The US dollar fell vs. most major currencies today as investors took profit from yesterday's sharp gains in the safe-haven currency. Data showed that initial jobless claims fell to 565,000, lower than forecasts of a 603,000 fall. Wholesale inventories also fell less-than-expected in May, falling 0.8% with forecasts of a 1.0% fall. At the G8 meetings, US authorities responded to questions about the dollar saying that US dollar will remain the world's main reserve currency.
The euro increased against the dollar as a rebound in global equities helped increase investor's risk appetite. Germany's consumer price index rose 0.4% from the previous month and unchanged over the year, which was in line with expectations.

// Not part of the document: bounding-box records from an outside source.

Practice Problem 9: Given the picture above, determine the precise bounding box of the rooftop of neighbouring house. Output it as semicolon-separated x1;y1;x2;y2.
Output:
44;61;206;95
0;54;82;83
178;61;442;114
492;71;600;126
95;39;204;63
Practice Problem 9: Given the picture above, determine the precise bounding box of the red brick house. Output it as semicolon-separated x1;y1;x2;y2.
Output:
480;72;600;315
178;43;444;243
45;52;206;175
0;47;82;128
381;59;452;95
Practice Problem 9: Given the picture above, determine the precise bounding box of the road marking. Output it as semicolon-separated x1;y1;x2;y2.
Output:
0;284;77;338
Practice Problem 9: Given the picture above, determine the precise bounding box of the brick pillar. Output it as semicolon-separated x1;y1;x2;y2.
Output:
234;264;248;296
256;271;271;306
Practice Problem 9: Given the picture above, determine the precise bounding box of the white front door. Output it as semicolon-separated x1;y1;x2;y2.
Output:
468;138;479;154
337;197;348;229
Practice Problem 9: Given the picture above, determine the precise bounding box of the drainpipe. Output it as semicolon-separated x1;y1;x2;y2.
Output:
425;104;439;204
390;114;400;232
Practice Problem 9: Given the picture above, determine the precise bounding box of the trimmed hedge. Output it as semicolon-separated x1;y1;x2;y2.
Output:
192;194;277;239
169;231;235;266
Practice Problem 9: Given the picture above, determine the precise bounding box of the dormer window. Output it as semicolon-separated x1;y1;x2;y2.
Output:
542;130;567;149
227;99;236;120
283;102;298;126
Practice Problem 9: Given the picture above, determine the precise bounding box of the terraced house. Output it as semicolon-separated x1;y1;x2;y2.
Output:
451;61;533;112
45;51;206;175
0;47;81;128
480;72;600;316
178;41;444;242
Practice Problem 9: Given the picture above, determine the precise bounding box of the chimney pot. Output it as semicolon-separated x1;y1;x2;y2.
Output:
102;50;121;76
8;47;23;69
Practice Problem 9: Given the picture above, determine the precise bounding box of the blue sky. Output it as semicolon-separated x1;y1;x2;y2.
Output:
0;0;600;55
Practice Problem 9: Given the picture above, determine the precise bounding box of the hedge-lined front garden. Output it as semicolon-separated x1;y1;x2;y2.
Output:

The British pound strengthened against the dollar after the Bank of England decided against extending its asset-purchase plan and left interest rates at a record low of 0.5%. In recent days, analysts were worried that the BoE would increase its quantitative easing program by GBP 25 billion from its current GBP 125 billion, which would heighten fears of inflation. The BoE said that they will review they program again next month after assessing the latest inflation projections. Data also showed that the UK trade deficit narrowed to GBP 6.3 billion in May, the lowest in three years. The weakening of the pound has helped the UK lower its trade deficit, as British exports become more competitive and foreign imports become more expensive.
The Japanese yen fell from yesterday's strong gains as an increase in risk appetite made investors sell the safe-haven currency. The yen strengthened to its strongest level against the euro since May 18 to 128.95 yen/euro, and to its strongest level against the dollar since February 17 to 92.88 yesterday as concerns about a global economic recovery prompted investors to seek refuge in the currency.
The Canadian dollar recovered from a seven-week low against the dollar yesterday, as a rise in global stocks and crude oil prices increased investor's risk appetite for the commodity-linked currency. Canadian housing starts came in better-than-expected with a total of 140,700 units in June, compared to forecasts of 130,000 units.
The Australian and New Zealand dollar both rose from seven-week lows against the dollar after a government report showing Australia's jobless rate rose less than expected. Australia's unemployment rate climbed to 5.8% in June, less than forecasts of 5.9%. The two currencies made rebounds against the yen after sharp drops yesterday on carry-trade unwinding.